Quali farmaci per dimagrire esistono e quando sono indicati?

Panoramica su farmaci per dimagrire, indicazioni, rischi e rapporto con stile di vita

I farmaci per dimagrire sono al centro di grande interesse mediatico, soprattutto dopo l’arrivo delle nuove terapie iniettabili nate per il diabete e poi studiate anche per la gestione del peso. Allo stesso tempo, però, si tratta di medicinali con indicazioni precise, possibili effetti collaterali e limiti d’uso ben definiti dalle autorità regolatorie.

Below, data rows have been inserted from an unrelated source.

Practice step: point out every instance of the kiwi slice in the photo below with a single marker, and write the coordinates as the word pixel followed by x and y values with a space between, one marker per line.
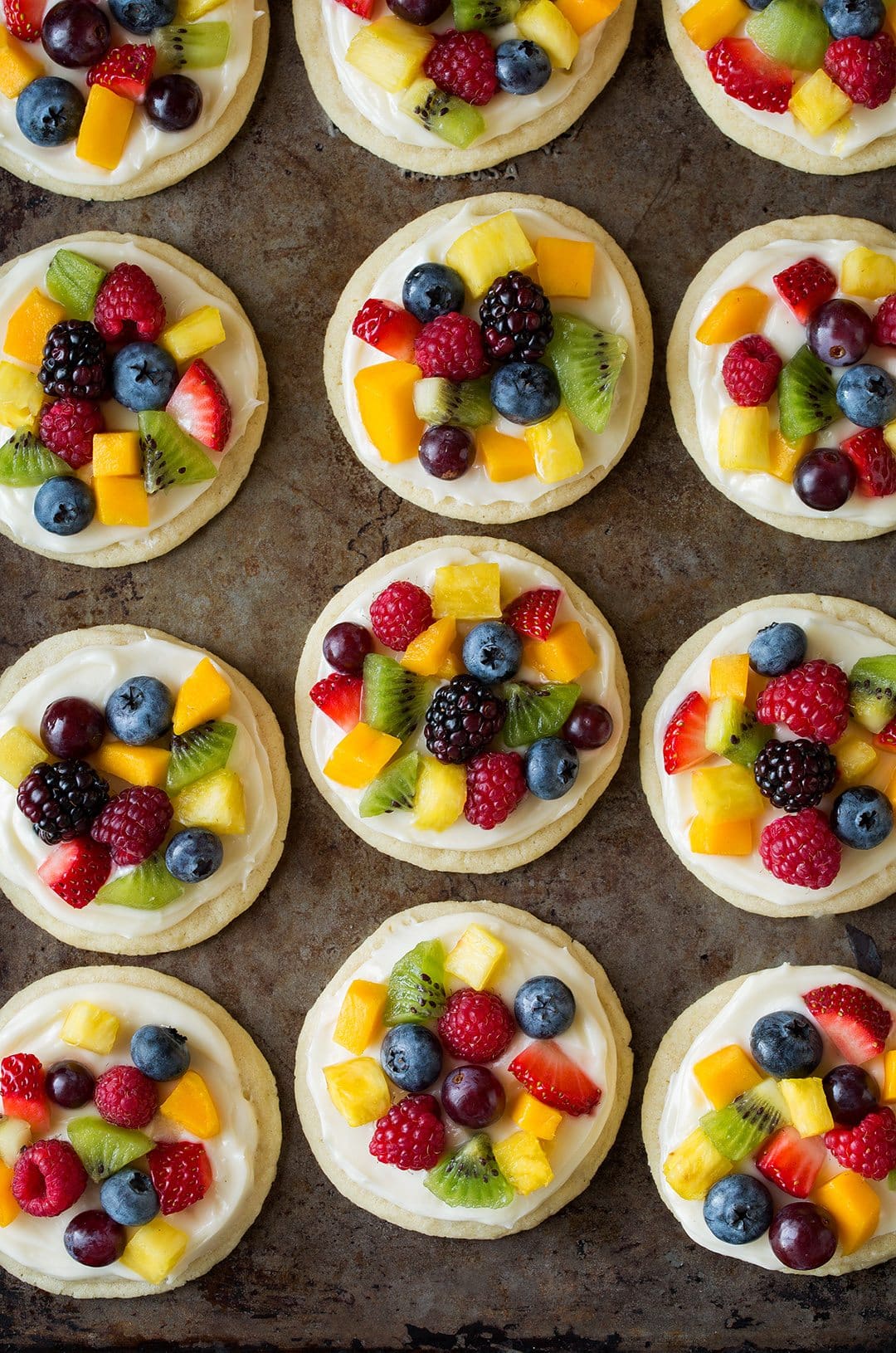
pixel 468 403
pixel 26 462
pixel 395 788
pixel 103 1148
pixel 199 753
pixel 416 985
pixel 587 363
pixel 739 1127
pixel 171 457
pixel 807 401
pixel 470 1177
pixel 734 731
pixel 393 698
pixel 872 691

Conoscerne il ruolo reale, le differenze e le condizioni in cui possono essere prescritti aiuta a evitare aspettative irrealistiche o, peggio, usi impropri e rischiosi.

Questa guida offre una panoramica aggiornata sui principali farmaci per dimagrire disponibili in Europa e in Italia, su quando possono essere presi in considerazione, su come agiscono e su quali rischi comportano. Non sostituisce in alcun modo il parere del medico: l’obesità è una malattia cronica complessa e ogni decisione terapeutica deve essere personalizzata, valutando attentamente benefici, controindicazioni e alternative non farmacologiche.

Quando si può prendere in considerazione un farmaco per dimagrire

Un farmaco per dimagrire non è pensato per chi vuole perdere pochi chili per motivi estetici, ma per persone con obesità o sovrappeso associato a complicanze (come diabete di tipo 2, ipertensione, apnee del sonno, dislipidemia). Le principali agenzie regolatorie, come l’Agenzia Europea dei Medicinali (EMA), indicano che questi medicinali vanno considerati solo quando interventi su dieta, attività fisica e stile di vita, condotti in modo strutturato e per un periodo adeguato, non hanno portato a risultati sufficienti o non sono mantenibili nel tempo. In altre parole, il farmaco è un supporto aggiuntivo in un percorso già avviato, non un sostituto della dieta.

In pratica, il medico valuta l’uso di un farmaco per il peso in presenza di un indice di massa corporea (BMI) pari o superiore a 30 kg/m² (obesità), oppure di un BMI tra 27 e 30 kg/m² se sono presenti malattie correlate al peso. Questi criteri derivano dalle indicazioni ufficiali dei medicinali approvati per la gestione del peso. È importante sottolineare che non si tratta di soglie “rigide” per ogni decisione clinica, ma di riferimenti regolatori: la scelta finale tiene conto anche di età, storia clinica, farmaci assunti, motivazione e capacità di aderire a cambiamenti dello stile di vita. Per chi è interessato in particolare alla liraglutide, esistono approfondimenti specifici su quanti chili si possono perdere in un mese con liraglutide.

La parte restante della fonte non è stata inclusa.